You can then apply any or all of these levels to any noise barrier. The selected levels are then added to the height already assigned to that barrier.

Thus, suppose a barrier is defined as having a height of 40 m above datum.  If you assign adjustment level 1 to that barrier, a height of 40.5 m will be used in the calculation.
If you assign both adjustment level 1 and adjustment level 2 to that barrier, a height of 41.5 m will be used in the calculation.
If you assign adjustment levels 2 and 4 to that barrier, then a height of 44.0 m will be used in the calculation.

The adjustment levels of a barrier can be different in each scenario.

However, there is only one set of adjustment levels in a model and these apply to every scenario. So if you change the levels of the adjustments, for instance in the above example you change level 3 from 2.0 m to 1.5 m, this will affect the height of every barrier which uses adjustment level 3.  But this will not automatically invalidate any calculation that depends on adjustment level 3.
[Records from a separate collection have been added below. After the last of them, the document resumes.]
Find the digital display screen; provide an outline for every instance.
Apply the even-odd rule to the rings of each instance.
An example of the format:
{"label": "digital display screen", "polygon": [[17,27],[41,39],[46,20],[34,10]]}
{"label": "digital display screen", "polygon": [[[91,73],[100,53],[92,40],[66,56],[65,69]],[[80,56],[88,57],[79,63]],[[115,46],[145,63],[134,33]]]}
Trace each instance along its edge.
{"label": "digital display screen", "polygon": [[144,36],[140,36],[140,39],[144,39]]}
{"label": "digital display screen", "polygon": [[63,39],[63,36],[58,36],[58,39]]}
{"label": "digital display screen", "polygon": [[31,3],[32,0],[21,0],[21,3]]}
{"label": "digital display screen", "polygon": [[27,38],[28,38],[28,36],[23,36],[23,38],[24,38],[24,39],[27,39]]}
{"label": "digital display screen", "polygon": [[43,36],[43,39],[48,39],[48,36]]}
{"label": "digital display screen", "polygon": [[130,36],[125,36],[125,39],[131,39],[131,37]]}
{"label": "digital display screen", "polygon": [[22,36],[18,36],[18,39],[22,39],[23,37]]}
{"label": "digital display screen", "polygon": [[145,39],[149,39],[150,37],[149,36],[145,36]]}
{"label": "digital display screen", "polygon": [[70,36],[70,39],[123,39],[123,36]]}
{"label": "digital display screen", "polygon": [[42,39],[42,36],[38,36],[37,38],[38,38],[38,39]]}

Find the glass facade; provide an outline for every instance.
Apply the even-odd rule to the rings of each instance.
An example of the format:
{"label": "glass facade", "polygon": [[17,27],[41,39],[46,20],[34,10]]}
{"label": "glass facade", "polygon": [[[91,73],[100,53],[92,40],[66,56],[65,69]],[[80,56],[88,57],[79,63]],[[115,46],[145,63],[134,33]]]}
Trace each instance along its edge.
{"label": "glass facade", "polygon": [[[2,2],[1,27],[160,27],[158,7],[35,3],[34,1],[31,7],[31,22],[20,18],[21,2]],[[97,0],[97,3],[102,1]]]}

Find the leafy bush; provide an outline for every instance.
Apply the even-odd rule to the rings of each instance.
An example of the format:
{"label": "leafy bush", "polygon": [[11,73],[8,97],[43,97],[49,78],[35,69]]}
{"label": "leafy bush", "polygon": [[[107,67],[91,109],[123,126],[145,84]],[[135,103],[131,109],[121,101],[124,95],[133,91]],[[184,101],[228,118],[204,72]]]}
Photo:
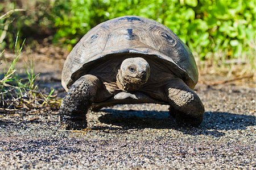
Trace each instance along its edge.
{"label": "leafy bush", "polygon": [[254,2],[254,0],[56,1],[53,15],[57,32],[54,40],[73,45],[99,23],[122,15],[135,15],[154,19],[169,27],[201,60],[211,57],[216,52],[222,54],[216,60],[241,57],[255,52],[251,47],[255,45]]}
{"label": "leafy bush", "polygon": [[[17,2],[19,1],[27,2]],[[68,45],[71,50],[97,24],[122,15],[139,15],[169,27],[201,61],[223,63],[226,59],[237,59],[250,62],[255,68],[254,0],[36,0],[27,2],[24,3],[26,6],[16,4],[27,10],[9,27],[12,34],[6,39],[10,47],[13,45],[10,43],[11,39],[14,40],[15,33],[20,30],[27,42],[30,40],[28,36],[39,39],[54,35],[53,42]],[[0,23],[0,33],[1,26]]]}

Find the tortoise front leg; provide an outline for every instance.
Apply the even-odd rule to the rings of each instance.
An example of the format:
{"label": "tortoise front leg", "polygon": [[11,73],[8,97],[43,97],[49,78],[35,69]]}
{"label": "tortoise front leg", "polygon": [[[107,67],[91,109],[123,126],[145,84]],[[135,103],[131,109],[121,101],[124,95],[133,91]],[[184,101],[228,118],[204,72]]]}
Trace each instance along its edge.
{"label": "tortoise front leg", "polygon": [[94,76],[81,77],[70,87],[60,107],[61,127],[69,129],[86,128],[86,114],[96,98],[102,82]]}
{"label": "tortoise front leg", "polygon": [[204,107],[198,96],[179,78],[171,80],[167,89],[171,114],[175,117],[176,123],[199,126]]}

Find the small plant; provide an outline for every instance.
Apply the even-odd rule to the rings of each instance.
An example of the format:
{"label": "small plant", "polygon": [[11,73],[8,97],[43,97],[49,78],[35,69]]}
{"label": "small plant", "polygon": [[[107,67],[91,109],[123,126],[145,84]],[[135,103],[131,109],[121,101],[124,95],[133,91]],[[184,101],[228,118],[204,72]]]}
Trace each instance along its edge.
{"label": "small plant", "polygon": [[[18,43],[17,34],[14,56],[3,77],[0,80],[0,111],[15,111],[17,109],[30,110],[32,109],[56,109],[60,101],[53,96],[52,89],[48,94],[41,92],[35,81],[39,74],[35,74],[32,61],[26,69],[26,77],[20,78],[16,74],[15,65],[20,57],[25,40],[20,45]],[[1,59],[1,58],[0,58]]]}

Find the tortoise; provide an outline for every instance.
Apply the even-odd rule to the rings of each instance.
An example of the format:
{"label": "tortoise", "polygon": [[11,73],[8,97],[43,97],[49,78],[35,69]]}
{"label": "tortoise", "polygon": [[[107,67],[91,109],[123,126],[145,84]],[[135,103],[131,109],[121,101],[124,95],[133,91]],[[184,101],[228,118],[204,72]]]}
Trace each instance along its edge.
{"label": "tortoise", "polygon": [[191,52],[167,27],[137,16],[107,20],[89,31],[65,61],[62,127],[86,128],[91,106],[141,103],[169,105],[179,125],[198,126],[204,107],[193,90],[197,80]]}

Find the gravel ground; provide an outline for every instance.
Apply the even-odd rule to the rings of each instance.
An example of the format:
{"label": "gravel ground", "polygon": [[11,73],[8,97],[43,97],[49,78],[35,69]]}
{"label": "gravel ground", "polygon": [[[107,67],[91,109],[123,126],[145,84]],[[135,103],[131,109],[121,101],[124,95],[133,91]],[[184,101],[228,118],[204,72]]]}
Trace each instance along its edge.
{"label": "gravel ground", "polygon": [[0,114],[0,169],[255,169],[255,92],[196,90],[199,128],[177,126],[168,106],[117,105],[87,115],[91,130],[59,130],[57,111]]}

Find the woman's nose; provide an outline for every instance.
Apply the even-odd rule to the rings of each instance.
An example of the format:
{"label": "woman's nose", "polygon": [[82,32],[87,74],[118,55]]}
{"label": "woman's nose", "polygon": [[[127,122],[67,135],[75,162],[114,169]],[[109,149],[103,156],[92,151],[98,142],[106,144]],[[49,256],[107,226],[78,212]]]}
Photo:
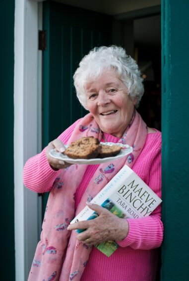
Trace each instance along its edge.
{"label": "woman's nose", "polygon": [[105,91],[100,90],[98,93],[97,104],[100,106],[104,106],[107,104],[110,103],[108,95]]}

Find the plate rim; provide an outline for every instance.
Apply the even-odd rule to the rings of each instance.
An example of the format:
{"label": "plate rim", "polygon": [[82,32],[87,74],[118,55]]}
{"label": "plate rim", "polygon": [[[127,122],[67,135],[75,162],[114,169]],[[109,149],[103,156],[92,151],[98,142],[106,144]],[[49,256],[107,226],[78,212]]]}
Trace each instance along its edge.
{"label": "plate rim", "polygon": [[[86,158],[74,159],[74,158],[69,158],[68,156],[65,156],[65,157],[64,157],[63,154],[60,152],[58,152],[57,153],[59,153],[59,155],[61,155],[61,156],[60,156],[60,157],[59,157],[59,155],[58,155],[57,156],[55,156],[55,155],[53,155],[52,153],[51,153],[51,151],[54,151],[55,148],[53,148],[52,149],[51,149],[51,150],[49,152],[49,154],[51,156],[53,157],[55,159],[58,159],[59,160],[64,161],[64,162],[66,162],[66,163],[69,163],[69,164],[97,164],[97,163],[100,164],[100,163],[108,162],[109,160],[111,161],[111,160],[117,160],[119,158],[121,158],[122,157],[124,157],[125,156],[126,156],[127,155],[128,155],[129,153],[131,153],[133,151],[133,148],[132,147],[132,146],[130,146],[128,144],[124,144],[123,143],[118,143],[118,142],[115,143],[114,142],[111,142],[110,141],[108,141],[106,142],[100,142],[100,144],[102,143],[103,145],[106,145],[106,144],[110,145],[109,143],[112,143],[112,145],[116,144],[116,145],[118,145],[120,146],[121,146],[122,147],[126,147],[127,148],[129,149],[129,151],[128,152],[128,153],[127,153],[126,154],[125,154],[124,155],[119,153],[119,154],[114,156],[106,157],[104,158],[93,158],[91,159],[86,159]],[[107,144],[107,143],[109,143],[109,144]],[[65,146],[68,147],[68,145],[66,144],[65,145]]]}

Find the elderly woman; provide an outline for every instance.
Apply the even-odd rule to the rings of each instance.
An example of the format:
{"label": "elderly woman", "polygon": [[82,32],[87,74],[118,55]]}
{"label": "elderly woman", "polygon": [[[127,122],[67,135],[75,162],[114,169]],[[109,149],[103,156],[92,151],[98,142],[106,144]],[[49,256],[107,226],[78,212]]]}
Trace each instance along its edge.
{"label": "elderly woman", "polygon": [[[148,217],[126,219],[90,203],[126,164],[161,196],[161,136],[147,127],[135,109],[143,93],[137,65],[121,47],[95,48],[80,62],[74,81],[77,97],[89,113],[24,167],[27,187],[50,191],[29,280],[154,281],[157,248],[163,237],[161,207]],[[62,152],[64,144],[90,136],[101,141],[128,144],[133,152],[88,165],[70,165],[49,154],[52,148]],[[113,168],[106,173],[110,165]],[[86,202],[99,216],[69,225]],[[77,229],[85,230],[78,234]],[[108,258],[93,245],[110,240],[120,247]]]}

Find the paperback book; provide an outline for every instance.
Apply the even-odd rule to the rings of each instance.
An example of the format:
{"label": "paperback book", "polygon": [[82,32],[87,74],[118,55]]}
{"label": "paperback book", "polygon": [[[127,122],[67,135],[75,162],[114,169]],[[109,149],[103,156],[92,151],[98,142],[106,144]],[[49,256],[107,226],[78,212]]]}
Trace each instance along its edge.
{"label": "paperback book", "polygon": [[[128,166],[124,166],[91,201],[106,208],[122,218],[145,217],[162,202],[161,199]],[[70,224],[91,220],[98,214],[86,206]],[[78,229],[78,233],[85,230]],[[108,241],[95,246],[107,257],[119,247],[115,241]]]}

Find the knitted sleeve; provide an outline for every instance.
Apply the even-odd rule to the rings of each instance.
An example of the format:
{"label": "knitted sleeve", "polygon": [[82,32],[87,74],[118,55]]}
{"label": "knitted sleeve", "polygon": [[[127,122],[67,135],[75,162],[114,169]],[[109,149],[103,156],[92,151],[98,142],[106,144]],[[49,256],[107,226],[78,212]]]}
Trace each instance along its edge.
{"label": "knitted sleeve", "polygon": [[[156,193],[160,197],[161,196],[161,153],[159,149],[152,160],[148,185],[151,188],[155,186]],[[161,206],[159,205],[146,218],[127,219],[129,224],[128,234],[125,239],[117,242],[120,246],[130,246],[132,249],[140,250],[150,250],[160,247],[163,235],[161,212]]]}
{"label": "knitted sleeve", "polygon": [[[79,119],[64,131],[59,137],[66,143],[72,132],[80,120]],[[45,154],[45,148],[42,151],[29,159],[23,169],[24,185],[32,191],[38,193],[51,190],[54,182],[61,170],[55,171],[49,165]]]}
We therefore strongly recommend that when using adjustment layers, that you decide on their heights and do not then change them once you have started calculations.
If you change the adjustment levels assigned to a barrier, this does invalidate the affected results, thus warning you of potential inconsistencies.

Whilst it might seem a quick solution to change the adjustment level value rather than going through the barriers and clicking on the check boxes, you still need to create a different scenario if you want to save a calculated contour, and unless you are careful to name the scenario carefully, you will not have any record of changes in assumptions so QA will be more difficult.